Il settore vending italiano genera un giro d’affari di 1,5 miliardi di euro e conta quasi 3.742 imprese attive, con oltre 835.000 vending machine installate sul territorio, un segnale di solidità ma anche di un mercato ormai strutturato dove differenziarsi diventa decisivo.
Per chi parte da zero, la strada del franchising o dell’affiliazione a un fornitore consolidato riduce il rischio di errori nella scelta delle location e delle macchine, mentre l’attività in autonomia lascia margini più ampi ma richiede più tempo dedicato alla gestione diretta.
I guadagni dipendono fortemente dalla location: un distributore ben posizionato può generare da poche centinaia a oltre mille euro di fatturato mensile, con margini che si assottigliano se si contano manutenzione, rifornimento e canoni di affitto.
Le leve principali di redditività restano tre:
- la scelta della location,
- la varietà e qualità dei prodotti offerti,
- la capacità di monitorare da remoto consumi e rotture di stock per ridurre i tempi di fermo macchina.

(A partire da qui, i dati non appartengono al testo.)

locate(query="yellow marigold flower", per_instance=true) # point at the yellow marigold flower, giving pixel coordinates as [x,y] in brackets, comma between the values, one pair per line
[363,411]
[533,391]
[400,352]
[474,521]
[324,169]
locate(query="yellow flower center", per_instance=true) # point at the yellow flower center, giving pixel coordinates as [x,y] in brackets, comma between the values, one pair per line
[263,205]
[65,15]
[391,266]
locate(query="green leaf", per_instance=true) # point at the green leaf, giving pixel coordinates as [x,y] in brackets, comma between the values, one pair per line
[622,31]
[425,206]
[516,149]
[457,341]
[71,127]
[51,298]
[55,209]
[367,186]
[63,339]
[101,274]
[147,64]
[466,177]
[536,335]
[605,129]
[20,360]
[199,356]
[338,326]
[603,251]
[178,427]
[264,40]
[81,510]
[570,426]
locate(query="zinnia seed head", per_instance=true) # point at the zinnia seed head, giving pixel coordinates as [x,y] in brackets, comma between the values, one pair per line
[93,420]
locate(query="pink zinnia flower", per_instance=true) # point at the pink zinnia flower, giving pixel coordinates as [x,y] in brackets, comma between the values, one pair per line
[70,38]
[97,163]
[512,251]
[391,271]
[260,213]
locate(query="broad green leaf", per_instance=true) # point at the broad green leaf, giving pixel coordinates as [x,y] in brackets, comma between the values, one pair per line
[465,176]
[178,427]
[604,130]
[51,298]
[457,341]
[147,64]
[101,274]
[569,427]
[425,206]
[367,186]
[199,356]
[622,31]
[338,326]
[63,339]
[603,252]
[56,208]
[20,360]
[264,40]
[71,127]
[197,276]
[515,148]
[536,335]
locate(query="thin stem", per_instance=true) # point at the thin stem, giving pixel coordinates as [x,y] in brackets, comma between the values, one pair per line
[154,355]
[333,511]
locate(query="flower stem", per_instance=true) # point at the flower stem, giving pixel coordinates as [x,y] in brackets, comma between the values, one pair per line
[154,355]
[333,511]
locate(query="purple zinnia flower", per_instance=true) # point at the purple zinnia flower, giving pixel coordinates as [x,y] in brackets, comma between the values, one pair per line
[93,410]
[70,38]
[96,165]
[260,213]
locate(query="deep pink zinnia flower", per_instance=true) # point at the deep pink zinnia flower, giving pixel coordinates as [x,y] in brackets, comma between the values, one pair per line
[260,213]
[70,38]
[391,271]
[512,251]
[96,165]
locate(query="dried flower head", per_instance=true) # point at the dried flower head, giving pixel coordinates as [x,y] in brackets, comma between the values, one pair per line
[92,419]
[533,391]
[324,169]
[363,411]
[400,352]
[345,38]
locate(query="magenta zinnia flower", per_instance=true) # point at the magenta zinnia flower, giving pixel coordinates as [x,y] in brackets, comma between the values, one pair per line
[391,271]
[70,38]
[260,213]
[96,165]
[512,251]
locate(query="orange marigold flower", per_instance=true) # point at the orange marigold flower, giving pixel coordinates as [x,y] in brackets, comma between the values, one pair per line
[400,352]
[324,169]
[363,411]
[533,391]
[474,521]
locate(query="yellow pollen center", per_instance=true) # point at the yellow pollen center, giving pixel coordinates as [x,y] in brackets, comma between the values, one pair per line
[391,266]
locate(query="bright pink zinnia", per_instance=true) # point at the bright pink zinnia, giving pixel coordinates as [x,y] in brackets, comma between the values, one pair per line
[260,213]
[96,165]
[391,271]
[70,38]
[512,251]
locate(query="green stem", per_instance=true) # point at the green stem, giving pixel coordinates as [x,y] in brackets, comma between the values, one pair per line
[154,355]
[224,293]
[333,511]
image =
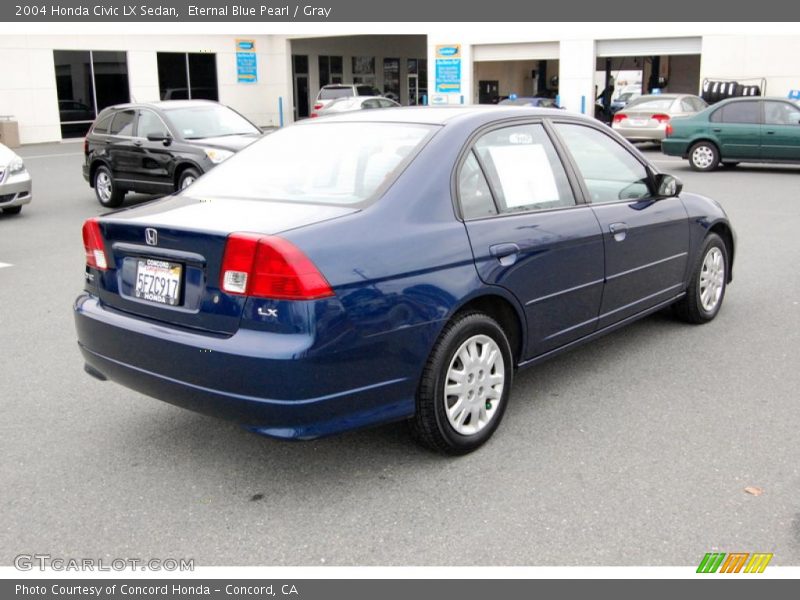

Chi digitalizza la gestione, con app di monitoraggio e pagamenti cashless, recupera solitamente più in fretta l’investimento iniziale.
I rischi di aprire un negozio di distributori automatici:
I rischi principali riguardano furti e atti vandalici nelle ore notturne, guasti tecnici che fermano le vendite, la saturazione del mercato in alcune zone e la dipendenza da un solo fornitore per ricambi e assistenza in caso di affiliazione. Una polizza assicurativa dedicata e un piano di manutenzione preventiva restano le contromisure più efficaci.